'Game of Thrones' director finally reveals what the Night King's ice dragon breathes
So now you know
The Game of Thrones season finale answered a lot of questions – who will win out in the power struggle at Winterfell? (The Stark sisters.) Will staring into the eyes of a terrifying wight convince Cersei to call her bannermen and join the fight against the Army of the Dead? (No, of course not, it’s Cersei.) And is The Hound still the grumpiest, sweariest bastard in Westeros? (Does a bear defecate rurally?)
But where it answered questions, it also asked them – most notably at the very end of the episode, as we saw the Night King, sat atop the undead Viserion’s back, blasting a huge hole through the Wall using… what? Fire? Ice? Magic? No one was really sure.
Fans had been speculating about what the ice dragon might breathe since the Night King turned him at the end of Episode 6, and the finale didn’t really clear it up. So thankfully, the episode’s director, Jeremy Podeswa, has revealed all for us.
Speaking to HuffPost, he said: “The way I looked at it was, when the Sept burned down, that was green fire, and so then the dragon is going to have some kind of blueish fire. It’s certainly still fire — it has the ability to burn the Wall and melt snow. But it’s going to have a different kind of magical quality to it, because it’s coming from an undead dragon.”
So there you go, it’s still fire, but magic fire – this must be why it was able to bring down the Wall. The Wall is made of more than just ice and rock, it was also instilled with magical properties, so it would make sense that it would take some kind of destructive magic to make it crumble.
Ice dragons also exist in George R. R. Martin’s books, or at least they may have done in the past. However, they probably aren’t the same thing we’re seeing in the show, and probably weren’t anything to do with the White Walkers.
On ice dragons, Martin writes: "[The] colossal beasts, many times larger than the dragons of Valyria, are said to be made of living ice, with eyes of pale blue crystal and vast translucent wings through which the moon and stars can be glimpsed as they wheel across the sky.
“Whereas common dragons (if any dragon can truly be said to be common) breathe flame, ice dragons supposedly breathe cold, a chill so terrible that it can freeze a man solid in half a heartbeat [...] As ice dragons supposedly melt when slain, no actual proof of their existence has ever been found."
Another question that has been on everyone’s lips for a few weeks now, thanks to a theory that’s been flying around the internet: could Bran Stark really be the Night King?

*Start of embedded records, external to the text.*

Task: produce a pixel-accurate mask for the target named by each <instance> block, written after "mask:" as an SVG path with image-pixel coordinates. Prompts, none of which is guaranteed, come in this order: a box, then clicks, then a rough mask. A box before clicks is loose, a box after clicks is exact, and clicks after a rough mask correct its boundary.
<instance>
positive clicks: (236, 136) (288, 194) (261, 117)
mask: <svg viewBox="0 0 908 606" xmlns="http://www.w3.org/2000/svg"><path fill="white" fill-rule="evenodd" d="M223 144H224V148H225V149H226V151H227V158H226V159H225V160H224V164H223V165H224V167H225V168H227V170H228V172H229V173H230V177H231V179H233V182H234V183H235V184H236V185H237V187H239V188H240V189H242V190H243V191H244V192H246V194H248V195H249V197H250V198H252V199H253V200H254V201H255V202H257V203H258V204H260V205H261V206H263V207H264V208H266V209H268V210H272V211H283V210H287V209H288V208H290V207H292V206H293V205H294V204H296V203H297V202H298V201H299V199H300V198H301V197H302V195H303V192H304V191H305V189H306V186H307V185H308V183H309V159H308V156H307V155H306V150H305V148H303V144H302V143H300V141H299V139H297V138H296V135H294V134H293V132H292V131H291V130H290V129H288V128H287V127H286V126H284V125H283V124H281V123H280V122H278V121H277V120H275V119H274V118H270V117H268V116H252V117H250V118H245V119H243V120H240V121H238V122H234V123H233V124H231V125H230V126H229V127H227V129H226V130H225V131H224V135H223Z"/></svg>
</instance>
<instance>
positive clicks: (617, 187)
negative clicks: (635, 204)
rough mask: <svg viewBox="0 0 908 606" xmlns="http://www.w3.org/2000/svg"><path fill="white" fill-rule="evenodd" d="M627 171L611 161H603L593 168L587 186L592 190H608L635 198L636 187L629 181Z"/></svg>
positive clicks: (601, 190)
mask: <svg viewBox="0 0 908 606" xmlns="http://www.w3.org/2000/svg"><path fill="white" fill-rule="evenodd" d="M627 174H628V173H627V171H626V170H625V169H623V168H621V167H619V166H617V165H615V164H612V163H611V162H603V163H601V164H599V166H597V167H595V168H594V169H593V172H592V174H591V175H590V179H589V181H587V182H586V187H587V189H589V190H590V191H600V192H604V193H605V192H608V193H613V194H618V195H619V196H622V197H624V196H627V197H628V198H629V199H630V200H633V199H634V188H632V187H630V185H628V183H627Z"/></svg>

Well, speaking to The Hollywood Reporter, Bran’s actor, Isaac Hempstead-Wright, has had his say: "I don't know. I think it's a little bit far-fetched. But the whole Hodor thing, if I had read that as a theory, I would have said, ‘Nah, this is crazy.’ So, who knows?
“Although I have to say, people are now comparing my face to the Night King and going, ‘Yeah! It's him! It's over, there's no question about it!’ And I'm like, ‘I don't look that much like the Night King, do I?’”
Good news: the next season should give us answers to everything, as it’s the last one. Bad news: we might have to wait up to two years to see it. Bleugh.